Her voice is wrecked—husky, raw from all the crying out she did. I like the sound of it. Proof she gave me everything.

I tilt her chin up with two fingers. Her eyes are heavy-lidded, still a little glassy, but clearer now. The blindfold is long gone, tossed onto the nightstand. When she looks at me there’s no haze left, just that soft, trusting glow that always hits me square in the chest after we’ve gone this deep.

“You were perfect,” I tell her. Not praise for praise’s sake. Truth. “Took everything I gave you. Begged so sweetly. Came so hard I thought you were gonna break the headboard.”

A tiny, shy smile curves her lips. She ducks her head again, pressing a kiss to the center of my chest.

“I wanted to be good for you,” she whispers. “I always want to be good for you.”

Fuck. There it is—that quiet, earnest thing she does that unravels me every time.

I roll us so she’s underneath me again, but gentle this time. No urgency. Just weight and warmth. I brace on my forearms so I’m not crushing her, then lower my mouth to hers. Slow kiss. Deep. The kind that says thank you and I’ve got you and you’re mine without needing words.

When I pull back she’s looking up at me like I’m the safest place she knows.

“I love you,” she says. Simple. No preamble. Just the truth slipping out like it’s the most natural thing in the world.

My throat tightens. I don’t say it back right away—not because I don’t feel it, but because sometimes the words feel too small for what this is. Instead I kiss her forehead, her closed eyelids, the tip of her nose. Then her mouth again, softer.

“I love you too, baby girl,” I finally say against her lips. “More than you know.”

She sighs—long, happy, like something inside her just unclenched—and melts deeper into the mattress.

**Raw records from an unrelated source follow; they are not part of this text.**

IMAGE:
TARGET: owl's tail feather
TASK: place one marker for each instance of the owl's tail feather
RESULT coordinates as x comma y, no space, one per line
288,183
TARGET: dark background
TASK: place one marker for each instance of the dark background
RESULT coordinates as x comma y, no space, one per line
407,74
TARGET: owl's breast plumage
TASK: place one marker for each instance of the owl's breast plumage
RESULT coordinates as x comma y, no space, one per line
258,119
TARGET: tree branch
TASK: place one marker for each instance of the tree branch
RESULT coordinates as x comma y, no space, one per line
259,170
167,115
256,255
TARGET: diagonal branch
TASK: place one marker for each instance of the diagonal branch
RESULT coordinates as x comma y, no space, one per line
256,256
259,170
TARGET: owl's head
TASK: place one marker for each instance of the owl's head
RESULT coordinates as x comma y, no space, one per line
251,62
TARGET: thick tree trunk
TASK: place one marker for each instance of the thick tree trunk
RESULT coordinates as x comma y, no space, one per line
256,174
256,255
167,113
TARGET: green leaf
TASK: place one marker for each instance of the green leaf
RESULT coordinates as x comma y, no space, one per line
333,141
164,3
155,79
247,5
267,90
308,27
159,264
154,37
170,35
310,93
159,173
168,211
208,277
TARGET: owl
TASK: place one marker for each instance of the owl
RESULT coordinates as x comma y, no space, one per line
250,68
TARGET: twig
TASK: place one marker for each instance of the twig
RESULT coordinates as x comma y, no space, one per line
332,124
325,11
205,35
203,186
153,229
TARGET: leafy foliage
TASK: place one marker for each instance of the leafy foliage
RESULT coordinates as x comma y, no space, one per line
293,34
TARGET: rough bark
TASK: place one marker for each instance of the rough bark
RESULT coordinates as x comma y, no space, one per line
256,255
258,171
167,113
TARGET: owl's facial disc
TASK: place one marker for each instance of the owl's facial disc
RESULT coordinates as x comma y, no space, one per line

We stay like that for a while. No more fucking. No more orders. Just skin on skin, her heartbeat steady against mine, my fingers tracing lazy patterns on her back until her breathing evens out into the slow, deep rhythm of someone finally drifting toward sleep.

I don’t move. Don’t want to. I just hold her while the room gets darker, while the city noise outside fades to nothing.

She’s safe. Sated. Marked inside and out.

And tomorrow—when the rope burns have faded to faint pink lines, when the sheets are in the wash, when she wakes up sore and smiling—she’ll still look at me the same way.

Like I’m hers as much as she’s mine.

Like this is exactly where we’re supposed to be.

I press one last kiss to the top of her head.

“Sleep, sweet girl,” I whisper.

She hums something soft and incoherent, already half gone.

And for the first time all night, I let myself relax completely.

Because she’s right here.

And we’re not finished—not really.

We’re just beginning the part that lasts.